米ワイオミング州が、州政府発行のステーブルコイン「フロンティア・ステーブル・トークン(FRNT)」を始動した。米国の公的機関が発行するステーブルコインとしては初めてだという。Cointelegraphが8日(現地時間)に報じた。
ワイオミング州のマーク・ゴードン知事は、FRNTについて「米国の公的機関が発行する初の法定通貨に裏付けられた完全準備型ステーブルコインだ」と説明した。その上で、より低コストで迅速かつ透明性の高い取引手段となり、学校財源の確保や税負担の軽減にもつながるとの見方を示した。
FRNTは暗号資産交換業者のKrakenで購入できる。発行基盤にはSolanaを採用し、Stargateを通じてArbitrum、Avalanche、Base、Ethereum、Optimism、Polygonへの移転にも対応する。さらに、Avalanche基盤でVisaに対応するカードプラットフォーム「Rain」でも購入可能としている。
FRNTは、ワイオミング・ステーブル・トークン委員会が設計した。利用対象は個人・機関の双方で、米ドルと短期国債で全額裏付ける。

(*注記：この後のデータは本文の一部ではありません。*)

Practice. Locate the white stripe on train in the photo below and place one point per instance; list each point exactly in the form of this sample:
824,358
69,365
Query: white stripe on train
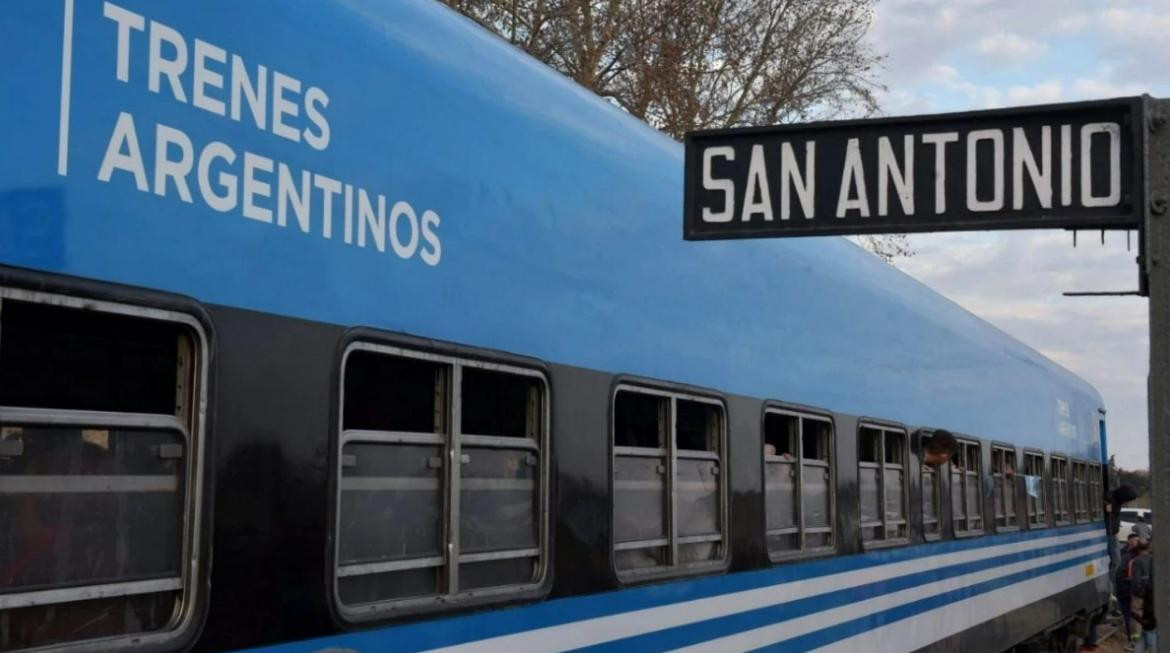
601,630
782,631
954,618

準備資産から生じる利息収入は州政府に帰属する。
同委員会は2026年中に、追加パートナーの確保や州政府機関での展開、独自のステーブルコイン発行を目指す公的機関との連携を通じて、FRNTの普及を進める計画だ。
ワイオミング州以外では、ノースダコタ州も「Roughrider Coin」の発行を計画しており、年内に初回テストを実施する予定という。